Puntuación
Reseña editorial
Cuando das play, el sonido te golpea como una puerta que se cierra en una cripta. Las guitarras rasguean con una textura áspera, casi desagradable, mientras la batería marca un pulso que oscila entre el ira con arquitectura y la entropía. La voz emerge del fango, gutural y distante, como si proviniera de las capas más profundas de una tumba. Esto no es metal pulido: es metal que huele a óxido y a tierra mojada. Los primeros minutos establecen un pacto: Mystifier da la espalda a la precisión ni la claridad, sino la inmediatez de lo repugnante.

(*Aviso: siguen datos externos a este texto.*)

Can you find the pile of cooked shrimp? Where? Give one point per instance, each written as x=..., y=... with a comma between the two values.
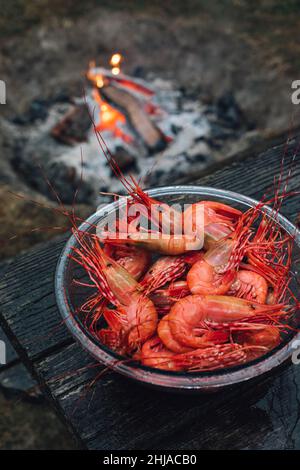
x=215, y=296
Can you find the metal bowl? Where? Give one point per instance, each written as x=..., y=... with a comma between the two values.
x=70, y=297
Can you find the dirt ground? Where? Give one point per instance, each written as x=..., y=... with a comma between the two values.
x=251, y=48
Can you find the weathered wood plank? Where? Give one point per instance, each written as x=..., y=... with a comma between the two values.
x=118, y=414
x=28, y=308
x=255, y=175
x=111, y=412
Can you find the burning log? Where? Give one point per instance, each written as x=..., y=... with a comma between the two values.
x=123, y=99
x=137, y=116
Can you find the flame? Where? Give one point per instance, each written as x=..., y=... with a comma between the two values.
x=110, y=118
x=115, y=62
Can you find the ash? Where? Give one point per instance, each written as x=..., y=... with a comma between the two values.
x=198, y=134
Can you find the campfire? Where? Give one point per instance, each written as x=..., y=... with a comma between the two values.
x=155, y=130
x=124, y=106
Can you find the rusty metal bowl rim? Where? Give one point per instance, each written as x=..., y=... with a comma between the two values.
x=173, y=381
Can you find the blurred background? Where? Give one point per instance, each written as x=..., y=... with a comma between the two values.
x=173, y=88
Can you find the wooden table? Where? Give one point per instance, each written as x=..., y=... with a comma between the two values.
x=115, y=413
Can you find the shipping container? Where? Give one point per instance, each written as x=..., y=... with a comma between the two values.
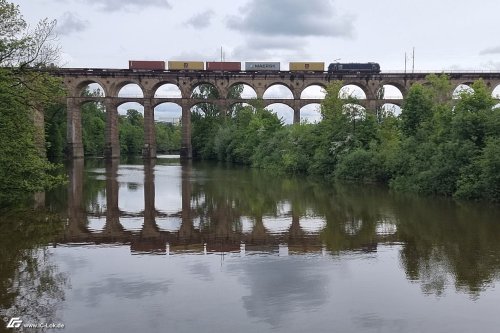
x=262, y=66
x=307, y=66
x=146, y=65
x=186, y=65
x=223, y=66
x=368, y=67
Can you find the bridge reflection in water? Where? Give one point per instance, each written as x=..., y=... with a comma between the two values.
x=207, y=223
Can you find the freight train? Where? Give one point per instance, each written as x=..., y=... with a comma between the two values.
x=218, y=66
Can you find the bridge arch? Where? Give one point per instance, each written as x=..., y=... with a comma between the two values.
x=391, y=108
x=462, y=88
x=167, y=90
x=248, y=92
x=354, y=111
x=203, y=89
x=284, y=111
x=313, y=91
x=496, y=91
x=391, y=90
x=353, y=90
x=204, y=108
x=95, y=87
x=169, y=112
x=278, y=90
x=130, y=89
x=311, y=113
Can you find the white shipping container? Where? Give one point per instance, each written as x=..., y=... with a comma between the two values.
x=262, y=66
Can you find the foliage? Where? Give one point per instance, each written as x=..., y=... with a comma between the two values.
x=24, y=93
x=436, y=146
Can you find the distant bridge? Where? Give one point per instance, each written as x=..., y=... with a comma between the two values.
x=113, y=80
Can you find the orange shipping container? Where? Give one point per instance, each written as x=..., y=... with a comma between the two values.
x=186, y=65
x=307, y=66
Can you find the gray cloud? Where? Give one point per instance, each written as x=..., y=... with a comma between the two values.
x=118, y=5
x=292, y=18
x=69, y=23
x=271, y=48
x=490, y=50
x=201, y=20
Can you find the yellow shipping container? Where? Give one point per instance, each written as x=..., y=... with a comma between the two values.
x=186, y=65
x=307, y=66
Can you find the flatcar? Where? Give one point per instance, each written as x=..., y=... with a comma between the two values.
x=186, y=66
x=146, y=65
x=368, y=67
x=307, y=66
x=223, y=66
x=253, y=66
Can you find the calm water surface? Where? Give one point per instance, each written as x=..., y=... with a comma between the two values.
x=171, y=247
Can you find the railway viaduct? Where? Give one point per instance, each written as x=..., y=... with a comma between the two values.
x=113, y=80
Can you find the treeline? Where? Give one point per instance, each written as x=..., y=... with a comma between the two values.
x=131, y=132
x=436, y=146
x=24, y=93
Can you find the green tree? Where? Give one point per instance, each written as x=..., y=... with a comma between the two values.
x=24, y=90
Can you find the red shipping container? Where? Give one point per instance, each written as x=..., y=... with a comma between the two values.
x=146, y=64
x=224, y=66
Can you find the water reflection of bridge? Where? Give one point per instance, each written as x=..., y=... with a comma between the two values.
x=150, y=238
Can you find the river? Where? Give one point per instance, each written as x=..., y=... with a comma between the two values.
x=166, y=246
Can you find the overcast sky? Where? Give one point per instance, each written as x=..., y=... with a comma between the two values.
x=446, y=34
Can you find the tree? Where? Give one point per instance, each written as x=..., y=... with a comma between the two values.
x=24, y=89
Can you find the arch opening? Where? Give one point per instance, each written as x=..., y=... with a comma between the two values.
x=389, y=91
x=391, y=109
x=283, y=111
x=168, y=90
x=93, y=116
x=205, y=91
x=168, y=113
x=496, y=92
x=237, y=107
x=131, y=128
x=92, y=89
x=278, y=91
x=311, y=114
x=354, y=111
x=131, y=90
x=462, y=89
x=204, y=109
x=168, y=130
x=313, y=92
x=241, y=91
x=352, y=91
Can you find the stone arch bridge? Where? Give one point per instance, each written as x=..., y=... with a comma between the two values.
x=113, y=80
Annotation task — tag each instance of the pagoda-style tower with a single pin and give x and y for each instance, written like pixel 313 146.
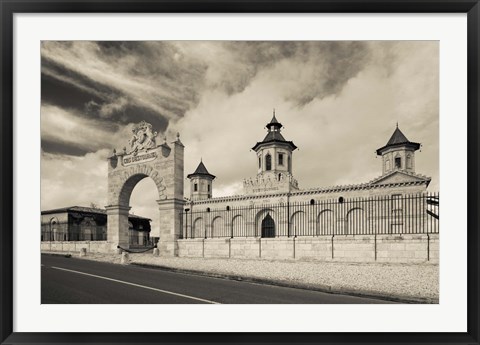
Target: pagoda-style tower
pixel 398 154
pixel 274 162
pixel 201 183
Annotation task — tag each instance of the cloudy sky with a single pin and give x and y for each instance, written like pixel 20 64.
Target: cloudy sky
pixel 338 102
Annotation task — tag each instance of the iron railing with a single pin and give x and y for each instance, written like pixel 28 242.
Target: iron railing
pixel 377 215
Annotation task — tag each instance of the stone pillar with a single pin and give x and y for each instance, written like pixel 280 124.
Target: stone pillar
pixel 171 225
pixel 117 226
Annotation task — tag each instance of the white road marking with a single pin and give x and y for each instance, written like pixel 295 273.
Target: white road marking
pixel 137 285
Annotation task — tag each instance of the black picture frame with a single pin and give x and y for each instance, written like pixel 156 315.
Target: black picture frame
pixel 9 8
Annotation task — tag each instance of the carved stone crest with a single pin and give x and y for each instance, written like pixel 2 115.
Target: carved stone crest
pixel 143 138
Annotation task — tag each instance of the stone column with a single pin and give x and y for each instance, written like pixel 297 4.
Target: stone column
pixel 171 225
pixel 117 226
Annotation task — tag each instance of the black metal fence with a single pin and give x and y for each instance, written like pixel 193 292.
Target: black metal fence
pixel 392 214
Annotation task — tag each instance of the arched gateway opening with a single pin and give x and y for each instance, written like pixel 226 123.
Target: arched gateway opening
pixel 164 165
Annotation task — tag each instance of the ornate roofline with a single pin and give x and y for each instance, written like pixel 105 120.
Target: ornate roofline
pixel 332 189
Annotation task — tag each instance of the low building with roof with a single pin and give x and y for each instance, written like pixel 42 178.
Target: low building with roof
pixel 273 207
pixel 77 223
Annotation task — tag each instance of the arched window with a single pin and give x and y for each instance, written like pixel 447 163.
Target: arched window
pixel 409 162
pixel 268 226
pixel 355 222
pixel 398 163
pixel 325 223
pixel 198 230
pixel 268 162
pixel 238 226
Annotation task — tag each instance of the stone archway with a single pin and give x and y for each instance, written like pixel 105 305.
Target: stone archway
pixel 164 165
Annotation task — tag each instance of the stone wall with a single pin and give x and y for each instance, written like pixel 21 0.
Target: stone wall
pixel 345 248
pixel 75 246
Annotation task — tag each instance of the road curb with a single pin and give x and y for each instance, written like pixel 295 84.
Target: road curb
pixel 311 287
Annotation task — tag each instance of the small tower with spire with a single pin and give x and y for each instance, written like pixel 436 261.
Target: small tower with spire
pixel 200 183
pixel 398 154
pixel 274 162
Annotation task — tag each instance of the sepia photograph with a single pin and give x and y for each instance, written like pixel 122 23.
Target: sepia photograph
pixel 239 172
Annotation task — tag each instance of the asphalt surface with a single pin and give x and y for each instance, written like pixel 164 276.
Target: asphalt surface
pixel 70 280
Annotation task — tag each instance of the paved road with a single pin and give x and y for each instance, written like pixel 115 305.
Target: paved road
pixel 70 280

Lo que sostiene a Göetia es una arquitectura hecha de repeticiones hipnóticas y cambios abruptos que evitan toda comodidad. El black metal primitivo y el death metal cavernoso se entrelazan sin jerarquía aparente, creando un sonido que suena más a ritual que a canción. Los momentos donde la música se detiene para respirar resultan tan perturbadores como aquellos donde avanza. La banda no persigue variación dramática, sino texturas que van mutando lentamente, como si fuera un proceso natural de descomposición.
Göetia permanece relevante porque rechaza cualquier concesión a la accesibilidad. En un género que a menudo busca mejorar su sonoridad, este disco reafirma que lo crudo y lo incómodo poseen una verdad propia. Comparar su enfoque con bandas que abrazan la crudeza deliberada como acto compositivo muestra por qué el extremismo brasileño sigue importando.